Washington: Justice with Paid Journalists

Around September 11, one inevitably remembers the abominable and painful events that occurred on that date. It has been 39 years since the fascist coup against President Salvador Allende and 11 years since the atrocious attack on the Twin Towers in New York. The first, a state act of terrorism by the United States, is documented as having been planned by the CIA, approved by Secretary of State Henry Kissinger and ordered by President Richard Nixon. The second was also a terrorist act, and reprehensible from every point of view, although a convincing report about the facts has still not been prepared.

Curiously, the number of fallen people as a consequence of the first and the second rounds out to about 3,000, which is close to, but less than, the number that the terrorist campaign patronized by Washington since 1959 has cost Cuba, including the frustrated Bay of Pigs invasion (3,478 dead and 2,099 wounded, to be exact). The cruel, daily sufferings and deprivations imposed by the redoubled and interminable blockade are immeasurable.

After September 11, 2001, Washington proclaimed itself world champion of the fight against terrorism, but has used a double standard to measure itself. This explains why, in the last nearly 14 years, since before that date, it keeps five Cuban fighters against terrorism, who were arrested in Miami, imprisoned (René González is under supervised liberty and obliged to remain in the United States another three years, starting from October 7, 2011), while it pampers the terrorists that they monitored. The five were condemned to totally disproportionate sentences in a trial plagued with violations of the Constitution and U.S. laws.

In spite of exemplary conduct, they have been placed in solitary confinement on numerous occasions; two of them have been impeded from receiving visits from their wives living in Cuba, because this supposedly constitutes a threat to the empire’s national security. It is not by chance that a federal Court of Appeals ordered the judgment annulled, nor that a U.N. panel declared that this was not guided by the rules of due process. The injustice with the five is so notorious that it caused Gore Vidal to declare it “more evidence that we have a legal crisis, a political crisis and a constitutional crisis.” Meanwhile, Noam Chomsky has affirmed: “The situation of the five is such a scandal that it is difficult to talk of it.” Eleven Nobel Prize winners backed an appeal to the U.S. Supreme Court, which did not even consider it.*

But since 2006 it has begun to surface that the U.S. government had paid many journalists acting as secret agents during the trial, with the goal of manipulating public opinion in Miami. Among those used were CBS, the Miami Herald, El Nuevo Herald, Diario las Américas, Radio y TV Martí and WAQI. In order to stain the trail as a whole they used the accusation of an assassination conspiracy against Gerardo Hernández, invented by the district attorney’s office months after the charges were raised. There exists convincing evidence to the contrary: It was not Gerardo or even Havana. The White House knew very well that on February 24, 1998, aircraft from the counterrevolutionary organization Hermanos al Rescate were going to violate Cuban airspace one more time, as they had been doing habitually. Havana then sent more than 12 diplomatic messages demanding an end to the violations and even appealed to Gabriel García Márquez’s good standing with President Bill Clinton, and warned Washington that if the aircraft continued, they would be shot down, as in fact did happen. Clinton had promised to stop them.
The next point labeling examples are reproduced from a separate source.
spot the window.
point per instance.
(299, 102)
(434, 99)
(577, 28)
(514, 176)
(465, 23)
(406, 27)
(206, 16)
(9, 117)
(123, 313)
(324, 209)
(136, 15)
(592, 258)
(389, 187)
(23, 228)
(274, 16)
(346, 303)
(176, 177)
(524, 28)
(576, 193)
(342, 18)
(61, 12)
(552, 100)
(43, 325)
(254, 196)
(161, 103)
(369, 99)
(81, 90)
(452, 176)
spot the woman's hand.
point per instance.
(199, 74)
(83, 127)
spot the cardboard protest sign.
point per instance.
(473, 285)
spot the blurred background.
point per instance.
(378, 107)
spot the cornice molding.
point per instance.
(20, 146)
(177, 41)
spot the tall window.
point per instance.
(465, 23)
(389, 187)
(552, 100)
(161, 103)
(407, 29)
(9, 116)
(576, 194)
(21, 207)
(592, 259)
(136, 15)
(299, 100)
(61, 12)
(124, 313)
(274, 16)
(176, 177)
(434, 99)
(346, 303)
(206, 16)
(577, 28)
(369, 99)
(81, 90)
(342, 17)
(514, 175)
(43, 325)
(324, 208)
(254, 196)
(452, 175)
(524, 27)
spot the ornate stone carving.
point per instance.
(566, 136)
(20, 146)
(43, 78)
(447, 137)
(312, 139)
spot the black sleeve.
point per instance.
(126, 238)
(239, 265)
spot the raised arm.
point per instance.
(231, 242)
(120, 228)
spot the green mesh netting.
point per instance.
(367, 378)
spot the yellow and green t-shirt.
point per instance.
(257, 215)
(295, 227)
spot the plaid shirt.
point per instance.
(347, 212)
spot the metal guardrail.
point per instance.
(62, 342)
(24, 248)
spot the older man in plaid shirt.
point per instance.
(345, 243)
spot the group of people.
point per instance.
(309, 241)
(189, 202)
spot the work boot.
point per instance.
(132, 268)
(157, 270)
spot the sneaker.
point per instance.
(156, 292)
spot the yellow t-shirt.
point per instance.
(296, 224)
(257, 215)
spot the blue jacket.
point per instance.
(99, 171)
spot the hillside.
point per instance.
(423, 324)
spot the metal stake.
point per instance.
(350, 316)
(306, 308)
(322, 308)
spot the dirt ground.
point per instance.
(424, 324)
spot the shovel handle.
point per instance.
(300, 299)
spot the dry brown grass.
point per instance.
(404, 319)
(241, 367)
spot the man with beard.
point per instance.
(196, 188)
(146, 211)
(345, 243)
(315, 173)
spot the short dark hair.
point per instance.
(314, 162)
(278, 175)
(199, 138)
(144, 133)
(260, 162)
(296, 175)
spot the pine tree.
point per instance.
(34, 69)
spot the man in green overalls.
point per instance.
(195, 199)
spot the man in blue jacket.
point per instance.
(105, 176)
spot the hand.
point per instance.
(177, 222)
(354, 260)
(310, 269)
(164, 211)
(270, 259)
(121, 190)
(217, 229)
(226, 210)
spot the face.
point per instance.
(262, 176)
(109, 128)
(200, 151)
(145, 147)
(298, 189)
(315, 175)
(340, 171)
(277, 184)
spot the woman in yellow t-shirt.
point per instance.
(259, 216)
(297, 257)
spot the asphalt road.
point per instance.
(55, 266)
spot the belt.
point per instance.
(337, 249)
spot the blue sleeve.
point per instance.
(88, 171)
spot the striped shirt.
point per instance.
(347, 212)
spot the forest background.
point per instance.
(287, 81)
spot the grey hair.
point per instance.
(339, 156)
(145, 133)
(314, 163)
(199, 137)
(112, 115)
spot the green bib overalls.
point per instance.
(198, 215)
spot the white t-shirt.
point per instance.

Obviously, a process in which not one of the charges was proven, in which the principal is a blatant invention and in which the government paid journalists from the city where the trial occurred and the hometown of the jury members, fails the minimum requisites to be considered legal. That argument is contained in a new affidavit presented by the lawyer Martin Garbus, who seeks the revocation of the condemnation of Gerardo Hernández based on the government’s massive bad conduct, with its payments of several million dollars to journalists. Washington refuses to open its archives because if it did so the trial would fall apart.

*Editor’s Note: These quotations, accurately translated, could not be verified.